Eugenie, Galina, Luke and Will were there too, along with the Black Widow.

‘We’re not sure,’ Jack answered. ‘We know that Scarlett had perfect recall, a photographic memory – whatever you want to call it – the same as Alyssa.
That’s the one link we’ve made so far.’

In the thirty minutes since he’d read the verse and the message, I’d shared with Jack all the details of the past few days. He’d dragged them out of me, every last one.

‘We’re together on this,’ he’d promised me, holding me so tight I could hardly breathe. ‘You don’t have to do this alone.’

Zara turned straight to Will. ‘OK, scholarship boy – you went to school with Scarlett before you reached the dizzying heights of St Jude’s. So is that true – did she have
total recall?’

Will looked as if he’d already been in bed when Jack had knocked at his door. His hair was messed up and he was wearing his sweater inside out.

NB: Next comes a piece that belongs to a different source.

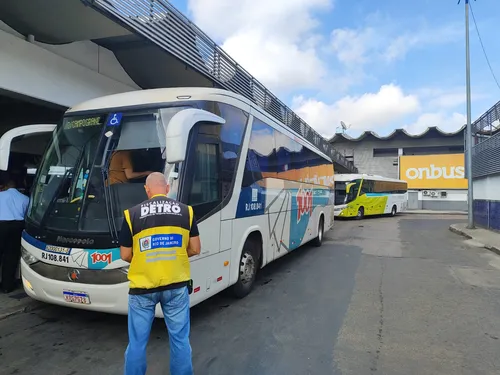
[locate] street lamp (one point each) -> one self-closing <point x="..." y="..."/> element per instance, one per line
<point x="468" y="140"/>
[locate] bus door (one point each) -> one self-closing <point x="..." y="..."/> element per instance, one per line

‘Yeah,’ he acknowledged. ‘She came top in every exam she ever sat, right from the start of secondary school. We all hated her for it.’

‘Really?’ Charlie looked puzzled. ‘Jeez, I don’t get you Brits.’

‘I’ll explain some other time,’ Zara said. ‘The point is, somebody killed Scarlett and threw the body in the canal and it’s bringing up memories of what happened to
Lily last term. And now bad things have started to happen to Alyssa and this sick person is setting up a challenge – catch me if you can, signing off with love and kisses.’

‘Kiss-catch,’ Eugenie murmured, shuddering and pulling her jacket tighter across her chest.

Connie stuck to the practical. ‘You need to find out if the sick bastard did the same thing to Scarlett – taunting her and drawing her in with his psycho games to the point when she
got too close to the truth, then he had to kill her.’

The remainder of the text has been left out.